Le trésor de la chapelle Sixtine va bientôt s’offrir une cure de jouvence ! Alors qu’elle n’avait pas été restaurée depuis 30 ans, la fresque monumentale du Jugement dernier de Michel-Ange fera l’objet, à partir de janvier 2026, d’une « opération exceptionnelle de rafraîchissement » d’une durée de trois mois, a annoncé mi-août le Laboratoire de restauration des peintures et des matériaux en bois du Vatican, qui conserve ce joyau de la Renaissance au sein de son célèbre ensemble muséal, dans le palais apostolique.

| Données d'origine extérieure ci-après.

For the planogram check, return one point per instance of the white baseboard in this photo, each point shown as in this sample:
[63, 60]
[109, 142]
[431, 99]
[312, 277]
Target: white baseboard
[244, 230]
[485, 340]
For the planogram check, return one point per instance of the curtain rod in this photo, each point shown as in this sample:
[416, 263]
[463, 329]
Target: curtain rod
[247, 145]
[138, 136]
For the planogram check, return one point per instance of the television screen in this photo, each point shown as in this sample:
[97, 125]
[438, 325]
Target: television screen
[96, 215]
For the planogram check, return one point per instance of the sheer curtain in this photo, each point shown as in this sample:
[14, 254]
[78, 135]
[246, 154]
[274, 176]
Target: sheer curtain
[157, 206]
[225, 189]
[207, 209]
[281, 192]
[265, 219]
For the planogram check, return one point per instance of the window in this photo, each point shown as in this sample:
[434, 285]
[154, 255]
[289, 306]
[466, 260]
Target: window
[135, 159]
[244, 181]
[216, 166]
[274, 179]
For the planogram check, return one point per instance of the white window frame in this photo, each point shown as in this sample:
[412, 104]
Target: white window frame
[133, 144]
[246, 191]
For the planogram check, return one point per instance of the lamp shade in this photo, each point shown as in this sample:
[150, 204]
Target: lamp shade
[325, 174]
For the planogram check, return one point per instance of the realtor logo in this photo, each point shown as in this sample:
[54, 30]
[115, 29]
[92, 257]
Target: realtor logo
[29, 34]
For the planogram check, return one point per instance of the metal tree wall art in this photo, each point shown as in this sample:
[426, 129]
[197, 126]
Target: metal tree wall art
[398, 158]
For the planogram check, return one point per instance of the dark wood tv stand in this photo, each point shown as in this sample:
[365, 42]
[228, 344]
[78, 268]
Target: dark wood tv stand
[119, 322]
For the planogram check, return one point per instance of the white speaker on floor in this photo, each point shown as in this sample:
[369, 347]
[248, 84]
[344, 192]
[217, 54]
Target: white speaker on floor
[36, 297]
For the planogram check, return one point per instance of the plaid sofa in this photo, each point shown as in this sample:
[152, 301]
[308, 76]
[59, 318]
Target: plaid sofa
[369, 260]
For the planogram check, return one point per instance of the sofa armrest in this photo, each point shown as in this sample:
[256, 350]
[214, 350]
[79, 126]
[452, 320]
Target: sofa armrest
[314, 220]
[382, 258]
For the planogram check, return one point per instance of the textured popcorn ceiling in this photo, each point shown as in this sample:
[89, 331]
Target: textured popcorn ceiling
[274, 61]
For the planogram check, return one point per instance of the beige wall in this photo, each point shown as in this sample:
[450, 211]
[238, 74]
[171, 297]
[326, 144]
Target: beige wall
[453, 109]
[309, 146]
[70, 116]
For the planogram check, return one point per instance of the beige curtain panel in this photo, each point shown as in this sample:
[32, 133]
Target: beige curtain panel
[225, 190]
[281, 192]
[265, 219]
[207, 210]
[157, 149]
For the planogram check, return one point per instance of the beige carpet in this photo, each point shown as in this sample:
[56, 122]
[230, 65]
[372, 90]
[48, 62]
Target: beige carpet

Peinte entre 1536 et 1541 sur le mur d’autel de la chapelle, cette composition spectaculaire de seize mètres sur treize dépeint le Christ en train de juger les âmes, les élus montant vers le Paradis et les damnés chutant vers l’Enfer. Animée de 391 personnages en mouvement représentés avec une précision d’anatomiste sur un superbe fond bleu produit à base de lapis-lazuli, elle constitue l’une des œuvres les plus célèbres et admirées au monde.

La fresque dégradée par l’usure et le surtourisme

La Chapelle Sixtine de Michel-Ange et le « Jugement dernier »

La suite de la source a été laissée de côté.